Oh, are you? It seemed that there was no room for subtly on WC!
But really, we are not countering quotes. If anything, you are. He said he was going to use it. And it’s not this single quote, but the scenes on Axius and Earth. Tolwyn built these bio-weapons to alter the genetic makeup of mankind, not to wipe out a few Border Worlds colonies.
The plan would make all of humanity a victim. Tolwyn wanted to play genetic engineer with mankind, the was Border Words was a justification, not the objective. As you can remember, the “threat” posed by the UBW was constructed by him, as they really didn’t stand a chance against Confed. It’s much easier to cover up illegal actions in the middle of a conflict. Anything unusual could be blamed on the Border Worlds, from Telamon to the kidnapping of the Bio-Convergence chemist and the theft of the Border Worlds laboratory.
Tolwyn had at his disposal stealth fighters capable of deploying the bio-weapons to any target. Even Earth’s defenses are no safeguard against a Dragon, or Lance Fighter. Those ships are overkill against the weak BW militia, but are the only means capable of secretly deploying bio-weapons on Confed territory.

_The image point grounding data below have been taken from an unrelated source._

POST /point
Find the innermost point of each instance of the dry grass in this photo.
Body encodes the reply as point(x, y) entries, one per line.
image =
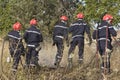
point(87, 71)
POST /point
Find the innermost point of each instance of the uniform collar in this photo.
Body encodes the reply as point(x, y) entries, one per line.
point(64, 22)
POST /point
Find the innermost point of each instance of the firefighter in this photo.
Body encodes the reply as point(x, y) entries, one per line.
point(103, 36)
point(60, 33)
point(78, 28)
point(16, 47)
point(32, 37)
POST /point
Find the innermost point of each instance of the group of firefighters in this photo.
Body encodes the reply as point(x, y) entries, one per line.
point(33, 37)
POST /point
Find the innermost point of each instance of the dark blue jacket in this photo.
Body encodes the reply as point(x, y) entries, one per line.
point(15, 39)
point(60, 31)
point(78, 29)
point(101, 31)
point(33, 36)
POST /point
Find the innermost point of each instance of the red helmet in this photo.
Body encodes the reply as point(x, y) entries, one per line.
point(65, 18)
point(80, 16)
point(107, 17)
point(17, 26)
point(33, 22)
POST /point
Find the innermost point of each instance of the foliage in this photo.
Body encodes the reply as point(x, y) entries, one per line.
point(47, 12)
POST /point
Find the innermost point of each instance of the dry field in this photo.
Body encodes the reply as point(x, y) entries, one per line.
point(87, 71)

The plan didn’t make sense but is explainable by it’s background on existing concepts. As for Tolwyn being evil, that’s another question. Not just greed and desire for power corrupts men, but also awfully misguided attempts to do something they would consider “good”, like “protecting” Confed. For Tolwyn, mankind was weak and faced extinction, so he had to alter it. No price on his mind would be too high to pay, and so he decided this end justified any means. The unbalance between means and ends, especially one that puts ideological ends as a justificatory for everything is very dangerous, especially with people in power.
The War messed up Tolwyn, but what potentialized it was his exposure and acceptance to the evil ideology that he spits out in every opportunity after Axius. It does seem that Tolwyn didn’t create that faction, but founded and supported it. Maybe it’s the old trick of wolf in sheep’s clothing. Maybe Tolwyn felt he was doing the greater good, I don’t know. Maybe he even realized it was evil, but felt it had to be done to avoid a greater one. That doesn’t exempt him for personal reasonability, but perhaps sheds a light on what happened.
His failure to tailor his ideas for the senate audience and just blurted it out like Jack Nicholson’s “You can’t handle the truth” is movie cliché. It’s unlikely that the seasoned politician he became would make such a mistake, but it was necessary for storytelling.
Bandit LOAF said:
Okay - so... your claim is... what? That Wing Commander IV *didn't* use Nazi imagery to imply things about Tolwyn?
No, the claim is that they used more than that. One thing doesn’t prevent the other. It's just ironic that what you know consider obvious was subject to such heated debate, and what was obvious now is under debate.